Voici quatre ans le sénat avait émis l'idée que, peut-être, il serait bon que les collectivités puissent avoir la possibilité de faire payer les utilisateurs des infrastructures routières de leur territoire. La réaction n'avait pas traîné : industriels, transporteurs et élus unanimes étaient aussitôt montés au créneau pour combattre cette idée jugée dangereuse pour l'économie d'une région périphérique.
La duchesse et le général
La question vient d'être à nouveau posée par Pierre Coppey. Dans une interview au journal Les Echos, le patron de Cofiroute estime que « l'Etat gagnerait à élargir le périmètre des concessions autoroutières pour financer des dossiers d'infrastructure de la Francilienne ou des quasi-autoroutes bretonnes, payées par le contribuable et gratuites pour l'usager... Nous pourrions faire les investissements pour son compte en étant payés... par l'assujettissement au péage des sections que nous prendrions en charge ».
Pierre Coppey n'ignore pas que la reine Anne avait obtenu pour son duché la franchise d'octroi. « Mais elle est morte en 1514 et n'avait pas obtenu de concession perpétuelle », poursuit-il. « Nous vivons dans une autre époque ».
« Quasi-autoroutes »
Une autre époque ? Evidemment. Le fameux « plan routier breton », annoncé par Charles de Gaulle voici plus de 40 ans, est passé par là. La République a honoré la promesse du roi : les voies-rapides bretonnes resteront gratuites, quitte à demander aux collectivités de la région de contribuer. Ce qu'elles ont fait.
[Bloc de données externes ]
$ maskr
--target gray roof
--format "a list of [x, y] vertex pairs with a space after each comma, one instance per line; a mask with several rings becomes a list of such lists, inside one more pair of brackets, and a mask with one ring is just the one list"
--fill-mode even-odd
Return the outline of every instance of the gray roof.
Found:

Sur quelles « quasi-autoroutes » Cofiroute pourrait-il lorgner ? « Sur celles que l'Etat n'a pas transférées aux départements, c'est-à-dire toutes les voies-express sauf Rennes-Saint-Malo », répond Claudy Lebreton, président du conseil général des Côtes-d'Armor, très remonté contre l'appel du pied de Pierre Coppey. « On ne traverse pas la Bretagne, on y vient », explique-t-il. « Seul le tronçon Nantes-Rennes-Fougères est une voie de transit, mais elle nous relie au coeur de l'Europe et je suis hostile à tout péage ».
« Cousu de fil blanc »
Même irritation chez Gérard Lahellec, vice-président de la région chargé des transports, qui ne croit pas à la sollicitude de Cofiroute à l'égard de l'Etat impécunieux. « C'est une nouvelle illustration d'un discours récurrent selon lequel il faut faire payer l'usager en faisant croire aux miracles de la privatisation des infrastructures publiques », lance-t-il. Pour lui, « l'intervention de Pierre Coppey est cousue de fil blanc ».
Cofiroute
Filiale du groupe Vinci, Cofiroute exploite 1.082 km d'autoroutes dans l'ouest et le centre de la France, dont l'A11 (péage de Saint-Arnould, de Paris jusqu'au Mans) et l'A81 (Le Mans-péage de la Gravelle, à l'entrée de la Bretagne).